A “tia” parecia não dar importância ao fato de um dia a bula ser de um caríssimo comprimido para pressão alta e no outro de um simples laxante.
O fato é que acabava conquistando a todos com sua simpatia e sempre terminava arranjando alguns trocados.
É aí que entra nosso herói, Juvêncio, o taura do Jarau.
À época desse fato, boa parte dos militares do 144º RC tinha sido transferida para outra cidade e recém haviam recebido polpuda indenização.

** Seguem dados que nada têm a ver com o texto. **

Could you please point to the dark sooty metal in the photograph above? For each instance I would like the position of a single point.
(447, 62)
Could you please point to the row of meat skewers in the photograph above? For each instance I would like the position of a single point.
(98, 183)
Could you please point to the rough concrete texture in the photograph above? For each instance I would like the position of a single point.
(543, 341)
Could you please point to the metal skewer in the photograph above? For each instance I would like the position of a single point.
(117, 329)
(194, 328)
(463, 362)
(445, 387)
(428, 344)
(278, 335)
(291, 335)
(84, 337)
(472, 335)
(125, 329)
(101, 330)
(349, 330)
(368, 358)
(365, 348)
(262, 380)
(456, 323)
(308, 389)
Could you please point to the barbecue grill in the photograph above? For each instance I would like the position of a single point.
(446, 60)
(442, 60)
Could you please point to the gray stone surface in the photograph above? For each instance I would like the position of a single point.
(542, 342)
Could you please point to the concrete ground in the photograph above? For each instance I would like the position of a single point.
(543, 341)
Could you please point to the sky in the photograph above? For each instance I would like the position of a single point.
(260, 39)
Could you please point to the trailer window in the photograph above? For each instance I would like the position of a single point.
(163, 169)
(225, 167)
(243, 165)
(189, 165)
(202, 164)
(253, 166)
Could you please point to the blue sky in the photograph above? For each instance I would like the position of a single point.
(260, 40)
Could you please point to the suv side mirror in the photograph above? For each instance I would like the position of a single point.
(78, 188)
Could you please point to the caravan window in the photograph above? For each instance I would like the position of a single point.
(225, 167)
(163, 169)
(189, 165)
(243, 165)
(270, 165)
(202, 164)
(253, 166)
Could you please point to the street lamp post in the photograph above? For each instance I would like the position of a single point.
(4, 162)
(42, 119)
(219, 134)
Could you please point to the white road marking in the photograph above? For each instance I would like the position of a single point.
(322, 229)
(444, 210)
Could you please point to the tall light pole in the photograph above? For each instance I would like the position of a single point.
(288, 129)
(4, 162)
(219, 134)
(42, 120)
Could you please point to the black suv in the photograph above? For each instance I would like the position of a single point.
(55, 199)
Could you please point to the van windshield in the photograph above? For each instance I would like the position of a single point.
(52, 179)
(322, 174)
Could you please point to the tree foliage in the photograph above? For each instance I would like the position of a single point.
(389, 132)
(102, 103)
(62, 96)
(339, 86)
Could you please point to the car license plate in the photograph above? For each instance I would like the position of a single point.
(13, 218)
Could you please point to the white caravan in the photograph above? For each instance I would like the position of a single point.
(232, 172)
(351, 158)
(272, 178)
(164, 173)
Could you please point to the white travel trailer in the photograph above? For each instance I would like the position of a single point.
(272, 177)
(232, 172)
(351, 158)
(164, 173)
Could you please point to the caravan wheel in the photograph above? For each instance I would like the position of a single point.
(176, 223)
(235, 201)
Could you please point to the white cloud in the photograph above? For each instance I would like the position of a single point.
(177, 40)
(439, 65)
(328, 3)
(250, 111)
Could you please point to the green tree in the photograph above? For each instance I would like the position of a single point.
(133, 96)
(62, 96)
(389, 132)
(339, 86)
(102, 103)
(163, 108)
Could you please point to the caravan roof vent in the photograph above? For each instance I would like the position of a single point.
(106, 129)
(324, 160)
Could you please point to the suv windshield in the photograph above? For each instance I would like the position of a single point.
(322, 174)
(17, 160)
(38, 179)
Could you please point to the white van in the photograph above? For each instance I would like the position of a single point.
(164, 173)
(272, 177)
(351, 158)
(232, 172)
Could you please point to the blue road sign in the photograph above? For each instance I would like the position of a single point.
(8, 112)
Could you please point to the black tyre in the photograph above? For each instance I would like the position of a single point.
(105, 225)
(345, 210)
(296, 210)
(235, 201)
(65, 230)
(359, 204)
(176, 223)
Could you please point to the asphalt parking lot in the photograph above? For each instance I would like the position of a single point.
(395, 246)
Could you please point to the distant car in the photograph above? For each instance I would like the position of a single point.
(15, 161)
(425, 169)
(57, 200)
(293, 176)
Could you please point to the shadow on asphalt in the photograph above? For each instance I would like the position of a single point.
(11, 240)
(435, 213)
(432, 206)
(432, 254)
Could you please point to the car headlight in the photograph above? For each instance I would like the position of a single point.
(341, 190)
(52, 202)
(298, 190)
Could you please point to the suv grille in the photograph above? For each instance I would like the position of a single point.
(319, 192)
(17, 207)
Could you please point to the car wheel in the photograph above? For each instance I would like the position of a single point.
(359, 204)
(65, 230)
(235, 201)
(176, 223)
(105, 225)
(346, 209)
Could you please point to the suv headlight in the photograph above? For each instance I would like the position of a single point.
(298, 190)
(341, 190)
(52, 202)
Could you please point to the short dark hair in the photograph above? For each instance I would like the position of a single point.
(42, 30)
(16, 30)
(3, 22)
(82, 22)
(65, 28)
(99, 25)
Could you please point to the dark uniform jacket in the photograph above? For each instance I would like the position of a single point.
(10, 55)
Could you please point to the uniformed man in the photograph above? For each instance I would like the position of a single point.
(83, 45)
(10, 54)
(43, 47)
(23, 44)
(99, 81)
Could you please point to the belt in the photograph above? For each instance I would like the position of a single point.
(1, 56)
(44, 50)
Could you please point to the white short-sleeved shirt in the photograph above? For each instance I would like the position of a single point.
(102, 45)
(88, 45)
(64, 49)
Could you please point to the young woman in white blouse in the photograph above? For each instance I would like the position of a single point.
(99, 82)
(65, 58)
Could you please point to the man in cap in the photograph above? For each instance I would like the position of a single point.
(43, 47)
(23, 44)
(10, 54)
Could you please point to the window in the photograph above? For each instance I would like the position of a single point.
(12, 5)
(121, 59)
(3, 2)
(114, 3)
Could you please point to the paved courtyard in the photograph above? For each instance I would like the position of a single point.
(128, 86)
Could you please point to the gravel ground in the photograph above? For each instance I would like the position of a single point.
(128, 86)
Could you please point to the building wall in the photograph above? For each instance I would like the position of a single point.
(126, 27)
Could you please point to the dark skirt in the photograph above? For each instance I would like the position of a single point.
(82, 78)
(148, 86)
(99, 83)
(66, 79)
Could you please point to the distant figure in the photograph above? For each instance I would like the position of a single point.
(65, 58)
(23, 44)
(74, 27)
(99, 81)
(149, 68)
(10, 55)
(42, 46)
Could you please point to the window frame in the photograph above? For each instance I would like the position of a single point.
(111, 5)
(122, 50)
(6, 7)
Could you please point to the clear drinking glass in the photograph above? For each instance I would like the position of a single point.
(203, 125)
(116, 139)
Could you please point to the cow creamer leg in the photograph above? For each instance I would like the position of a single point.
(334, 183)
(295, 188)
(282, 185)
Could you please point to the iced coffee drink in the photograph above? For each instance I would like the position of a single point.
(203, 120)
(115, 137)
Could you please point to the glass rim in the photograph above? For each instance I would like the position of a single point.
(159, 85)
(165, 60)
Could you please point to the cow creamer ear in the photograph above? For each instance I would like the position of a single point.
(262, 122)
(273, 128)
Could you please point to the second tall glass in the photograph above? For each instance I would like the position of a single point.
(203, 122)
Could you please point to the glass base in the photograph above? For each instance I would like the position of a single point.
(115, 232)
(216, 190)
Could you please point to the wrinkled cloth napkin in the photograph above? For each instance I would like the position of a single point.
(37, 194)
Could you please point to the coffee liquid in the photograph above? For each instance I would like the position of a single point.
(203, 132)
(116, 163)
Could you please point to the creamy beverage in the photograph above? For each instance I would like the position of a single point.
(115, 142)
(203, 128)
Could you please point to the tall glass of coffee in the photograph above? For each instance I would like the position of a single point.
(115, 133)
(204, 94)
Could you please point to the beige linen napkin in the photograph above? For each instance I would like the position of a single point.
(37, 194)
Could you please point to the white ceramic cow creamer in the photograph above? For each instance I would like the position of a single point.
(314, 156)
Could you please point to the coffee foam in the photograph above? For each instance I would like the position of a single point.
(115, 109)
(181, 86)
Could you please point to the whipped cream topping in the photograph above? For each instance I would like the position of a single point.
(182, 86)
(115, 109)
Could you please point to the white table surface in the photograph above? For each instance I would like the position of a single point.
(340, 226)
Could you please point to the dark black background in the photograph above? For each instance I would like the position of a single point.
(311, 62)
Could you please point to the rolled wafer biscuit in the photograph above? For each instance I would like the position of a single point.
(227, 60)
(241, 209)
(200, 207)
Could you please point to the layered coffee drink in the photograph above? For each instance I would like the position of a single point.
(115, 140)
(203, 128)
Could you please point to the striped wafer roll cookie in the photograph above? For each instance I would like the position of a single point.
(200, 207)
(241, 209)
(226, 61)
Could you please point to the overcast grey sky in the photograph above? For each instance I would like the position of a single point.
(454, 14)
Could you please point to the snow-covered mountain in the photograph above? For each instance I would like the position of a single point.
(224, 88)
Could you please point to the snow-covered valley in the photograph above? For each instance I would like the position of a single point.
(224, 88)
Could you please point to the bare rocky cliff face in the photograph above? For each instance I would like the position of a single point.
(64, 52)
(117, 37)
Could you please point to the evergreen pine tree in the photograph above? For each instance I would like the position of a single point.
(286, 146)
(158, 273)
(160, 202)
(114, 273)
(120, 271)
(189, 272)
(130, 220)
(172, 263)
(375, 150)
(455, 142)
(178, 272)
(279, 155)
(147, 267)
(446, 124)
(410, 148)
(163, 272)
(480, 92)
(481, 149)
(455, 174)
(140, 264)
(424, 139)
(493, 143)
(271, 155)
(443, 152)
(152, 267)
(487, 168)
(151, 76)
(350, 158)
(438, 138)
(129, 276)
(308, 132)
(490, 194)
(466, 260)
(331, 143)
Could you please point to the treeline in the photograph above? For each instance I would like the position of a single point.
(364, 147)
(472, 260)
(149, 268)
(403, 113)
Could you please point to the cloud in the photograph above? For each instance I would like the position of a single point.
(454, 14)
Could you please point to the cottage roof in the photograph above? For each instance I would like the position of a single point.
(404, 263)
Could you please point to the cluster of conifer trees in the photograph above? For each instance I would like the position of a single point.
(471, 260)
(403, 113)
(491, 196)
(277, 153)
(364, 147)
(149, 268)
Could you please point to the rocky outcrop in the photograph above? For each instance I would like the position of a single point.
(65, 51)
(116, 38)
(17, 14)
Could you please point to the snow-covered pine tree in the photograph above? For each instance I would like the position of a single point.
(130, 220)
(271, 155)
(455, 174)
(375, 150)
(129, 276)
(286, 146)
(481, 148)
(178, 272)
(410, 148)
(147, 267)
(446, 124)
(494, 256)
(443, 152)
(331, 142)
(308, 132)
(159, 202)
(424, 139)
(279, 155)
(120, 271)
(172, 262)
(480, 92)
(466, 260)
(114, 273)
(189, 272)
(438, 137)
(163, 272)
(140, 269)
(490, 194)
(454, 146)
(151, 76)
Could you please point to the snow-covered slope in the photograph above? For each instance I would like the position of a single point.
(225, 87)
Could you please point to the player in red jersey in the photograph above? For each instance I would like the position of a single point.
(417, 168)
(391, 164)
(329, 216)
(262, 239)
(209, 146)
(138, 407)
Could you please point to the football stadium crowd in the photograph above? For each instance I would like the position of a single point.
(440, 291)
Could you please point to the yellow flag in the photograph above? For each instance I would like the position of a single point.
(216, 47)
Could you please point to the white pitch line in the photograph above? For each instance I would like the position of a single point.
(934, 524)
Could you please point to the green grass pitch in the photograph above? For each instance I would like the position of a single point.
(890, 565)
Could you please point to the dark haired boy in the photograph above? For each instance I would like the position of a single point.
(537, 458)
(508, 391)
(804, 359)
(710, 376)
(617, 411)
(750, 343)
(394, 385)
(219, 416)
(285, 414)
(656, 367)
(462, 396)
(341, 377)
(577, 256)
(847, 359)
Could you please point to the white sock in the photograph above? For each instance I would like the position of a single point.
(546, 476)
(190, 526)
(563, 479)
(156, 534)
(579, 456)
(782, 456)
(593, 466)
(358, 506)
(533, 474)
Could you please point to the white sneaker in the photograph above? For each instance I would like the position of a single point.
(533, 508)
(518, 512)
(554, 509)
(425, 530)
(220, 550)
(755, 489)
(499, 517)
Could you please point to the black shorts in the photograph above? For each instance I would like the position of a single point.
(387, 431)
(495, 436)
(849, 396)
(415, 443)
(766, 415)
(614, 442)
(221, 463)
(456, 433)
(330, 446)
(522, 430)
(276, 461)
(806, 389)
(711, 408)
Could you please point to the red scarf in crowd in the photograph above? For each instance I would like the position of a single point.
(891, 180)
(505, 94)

Em tempos de inflação altíssima,não havia um segundo a perder e a milicada correu aos bancos da cidade em busca da aplicação financeira que pudesse dar uma boa rentabilidade ao dinheiro, uma vez que, logo, logo, ele teria que ser gasto com as despesas da mudança.
Depois de uma desavença com o gerente do Banco do Brasil, o Juvêncio, só de brabo, que com índio de Quarai não se brinca, sacou, em espécie, todo o saldo que tinha e encerrou sua conta corrente.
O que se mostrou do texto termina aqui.